MCH surgeon recounts hours after mass shooting

Local News

"For someone to kill them for just insanity, it's a real tragedy for this community."

ODESSA, Texas (BIG2/FOX24) – “People from west texas are really the best people, and so for someone to kill them for just insanity, is a real tragedy for this community.”

It was a typical day in the operation room. Orthopedic surgeon, Benjamin Cunningham, was on-call for trauma, performing surgery when he got the news.

“We quickly had a discussion and prioritized which patients might go first. We obviously want to save people’s lives first and then try and save their arms and legs if we can,” said Cunningham.

He says medical center hospital ranks 5th in the state as one of the busiest trauma centers. While he has seen plenty of busy days in the ER, he has never seen anything like this during his 20-year long career.

“The distinction is that everything was hyper-critical,” explained Cunningham. “So every patient to a majority, most of them were severely damaged.”

The lives of about 24 people now in the hands of Cunningham and the medical team. The day’s chaotic timeline called for all hands on deck.

“Everyone acted and responded in way that was fantastic.
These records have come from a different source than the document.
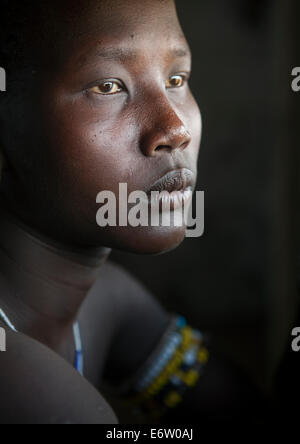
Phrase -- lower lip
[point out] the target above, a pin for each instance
(175, 200)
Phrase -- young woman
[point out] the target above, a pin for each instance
(97, 95)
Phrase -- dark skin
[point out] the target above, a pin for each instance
(85, 142)
(72, 139)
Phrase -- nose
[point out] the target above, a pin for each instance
(165, 133)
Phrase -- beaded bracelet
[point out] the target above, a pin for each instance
(173, 368)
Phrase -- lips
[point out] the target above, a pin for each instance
(176, 180)
(173, 191)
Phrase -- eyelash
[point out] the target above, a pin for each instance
(184, 77)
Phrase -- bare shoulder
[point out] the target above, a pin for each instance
(39, 387)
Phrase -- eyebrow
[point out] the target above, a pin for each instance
(123, 54)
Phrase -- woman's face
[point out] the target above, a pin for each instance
(108, 104)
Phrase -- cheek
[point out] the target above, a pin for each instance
(92, 154)
(195, 123)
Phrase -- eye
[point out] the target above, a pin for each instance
(107, 87)
(176, 81)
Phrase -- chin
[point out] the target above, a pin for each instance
(146, 240)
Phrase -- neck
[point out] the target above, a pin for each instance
(44, 282)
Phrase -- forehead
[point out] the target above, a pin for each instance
(116, 29)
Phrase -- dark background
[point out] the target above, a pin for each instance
(238, 281)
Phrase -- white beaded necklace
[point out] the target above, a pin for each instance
(78, 361)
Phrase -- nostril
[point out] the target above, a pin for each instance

There were so many people came into help, that it made things a lot easier for me, and they did that because they care,” stated Cunningham.

Cunningham says the key to success was communication, and everyone pulling their weight.

“It’s like a symphony or something. You know, I don’t know what the oboe player is doing or the bass drum, but I’m playing the violin and it all comes together. And someone from the outside can see that it worked really well.”

With continuous hours of operations, he says adrenaline was the team’s saving grace. And in the days following the tragedy, everyone coped in different ways.

“There’s not much you can do to necessarily stop bad things, but at least there’s a way that you can act and take action and make the world better… And I think that’s probably the therapeutic component as a physician, or nurse, or PA. That’s probably how we deal with it,” explained Cunningham.

But he says even amongst all the chaos., West Texan’s resilience and selflessness shined bright.

“You know, it’s very dramatic, I think, when you go there. I mean, the police officer who had his eye shot, all he cared about were his friends and other people, and how they were doing. That’s all he talked about. And he’s is very thankful, but I’m very thankful for him.”